Sarepta Reports Positive Results from Gene Therapy Trial for form of LGMD

June 8, 2020

Rare Daily Staff

Photo: Doug Ingram, President and CEO, Sarepta

Sarepta Therapeutics reported positive results from a study of its experimental gene therapy for the rare neuromuscular condition limb-girdle muscular dystrophy Type 2E that showed the therapy is driving robust expression in the muscles where it is needed.

The results included safety and expression data from three clinical trial participants in the high-dose cohort measured at 60 days, and one-year functional data from three clinical trial participants in the low-dose cohort.

Limb-girdle muscular dystrophies are genetic diseases that cause progressive, debilitating weakness and wasting that begin in muscles around the hips and shoulders before progressing to muscles in the arms and legs. Patients with limb-girdle muscular dystrophy Type 2E (LGMD2E) begin showing neuromuscular symptoms before age 10. The disease progresses to loss of ambulation in the teen years and often leads to early mortality. There is currently no treatment or cure for limb-girdle muscular dystrophy type 2E.
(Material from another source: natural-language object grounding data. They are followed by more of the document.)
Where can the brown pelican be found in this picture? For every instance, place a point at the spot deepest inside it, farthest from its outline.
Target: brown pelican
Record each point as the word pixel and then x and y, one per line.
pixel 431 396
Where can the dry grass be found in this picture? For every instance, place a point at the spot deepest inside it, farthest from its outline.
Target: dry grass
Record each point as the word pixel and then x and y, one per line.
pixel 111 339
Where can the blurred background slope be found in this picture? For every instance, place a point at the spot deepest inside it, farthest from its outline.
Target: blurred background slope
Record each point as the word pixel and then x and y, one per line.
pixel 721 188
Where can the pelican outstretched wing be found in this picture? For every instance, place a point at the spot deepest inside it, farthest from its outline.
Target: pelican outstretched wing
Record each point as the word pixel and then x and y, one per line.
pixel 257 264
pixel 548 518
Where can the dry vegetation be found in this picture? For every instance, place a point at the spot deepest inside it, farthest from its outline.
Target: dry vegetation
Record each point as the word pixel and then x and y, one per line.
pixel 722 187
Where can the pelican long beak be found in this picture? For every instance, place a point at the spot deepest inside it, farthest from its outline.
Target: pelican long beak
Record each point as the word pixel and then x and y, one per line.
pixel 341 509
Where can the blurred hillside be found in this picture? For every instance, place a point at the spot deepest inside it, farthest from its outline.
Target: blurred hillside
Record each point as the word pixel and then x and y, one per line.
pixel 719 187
SRP-9003 uses the AAVrh74 vector, which is designed to be delivered to skeletal, diaphragm, and cardiac muscle to treat peripheral neuromuscular diseases. AAVrh74 has lower immunogenicity rates than reported with other human AAV vectors. The MHCK7 promoter has been chosen for its ability to express in the heart, which is critically important for patients with limb-girdle muscular dystrophy Type 2E, many of whom die from pulmonary or cardiac complications. Sarepta has five limb-girdle muscular gene therapy programs in development and holds an option for a sixth program.

SRP-9003 is in development for the treatment of LGMD2E, which is caused by a lack of beta-sarcoglycan (beta-SG) proteins. SRP-9003 is a gene construct that transduces skeletal and cardiac muscle, delivering a gene that codes for the full-length beta-sarcoglycan protein, the absence of which is the sole cause of progressive degeneration and a shortened lifespan characterized by the disease. 
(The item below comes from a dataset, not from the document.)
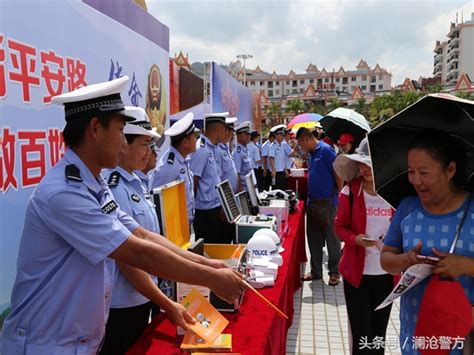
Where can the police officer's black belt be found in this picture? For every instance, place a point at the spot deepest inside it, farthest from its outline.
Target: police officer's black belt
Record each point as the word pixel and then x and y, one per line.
pixel 143 124
pixel 93 107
The SRP-9003 study has two cohorts, each studying a different dose-per-kilogram based on the weight of the patient. Three participants in the low-dose cohort (Cohort 1) were treated with a one-time infusion of SRP-9003 dosed at 5×1013 vg/kg and an additional three participants in the high-dose cohort (Cohort 2) received a one-time infusion dosed at 2×1014 vg/kg. The six participants were between the ages of 4 and 13. Post-treatment biopsies were taken at 60 days. Sarepta previously shared data from Cohort 1 in 2019, including positive and robust expression and biomarker data and positive 9-month functional results.
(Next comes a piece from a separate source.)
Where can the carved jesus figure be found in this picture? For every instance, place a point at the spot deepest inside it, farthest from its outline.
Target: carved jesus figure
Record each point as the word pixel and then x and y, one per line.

Preliminary results from the higher-dose Cohort 2 of three patients showed a strong dose-dependent increase transduction and expression when compared with the low-dose cohort. The three participants showed a robust mean expression of 72.3 percent of transduced beta-SG, properly localized to the muscle sarcolemma, as measured by immunohistochemistry. These results exceeded the pre-defined measure of success for the study of 50 percent positive fibers, which was previously achieved in Cohort 1.

All participants showed robust quantification of beta-SG, as measured by Western blot, with mean beta-SG of 62.1 percent of normal control. All participants showed a reduction in serum creatine kinase (CK) levels from pre-treatment baseline measure to last measure at 90 days, with a mean CK reduction of 89.1% from baseline. CK is an enzyme biomarker strongly associated with muscle damage.

Adverse events in Cohort 2 were generally mild to moderate in severity. There was one serious adverse event – dehydration resulting from vomiting three days after infusion, which resolved in two days. No other clinically significant laboratory findings were observed, including no finding of decreases in platelet counts outside of the normal range or signs of complement activation.

“We were very encouraged by the previously reported results from our first cohort of patients treated with a lower dose of SRP-9003, including impressive expression, good tolerability, and positive functional signals, which continue impressively at one year.  We are excited to have been able to achieve even more impressive expression and other biomarkers in our higher-dose cohort for SRP-9003, along with good tolerability,” said Doug Ingram, president and CEO, Sarepta. “These data support the conclusion that the therapy is achieving its intended purpose, driving robust expression in the muscles where it is needed.”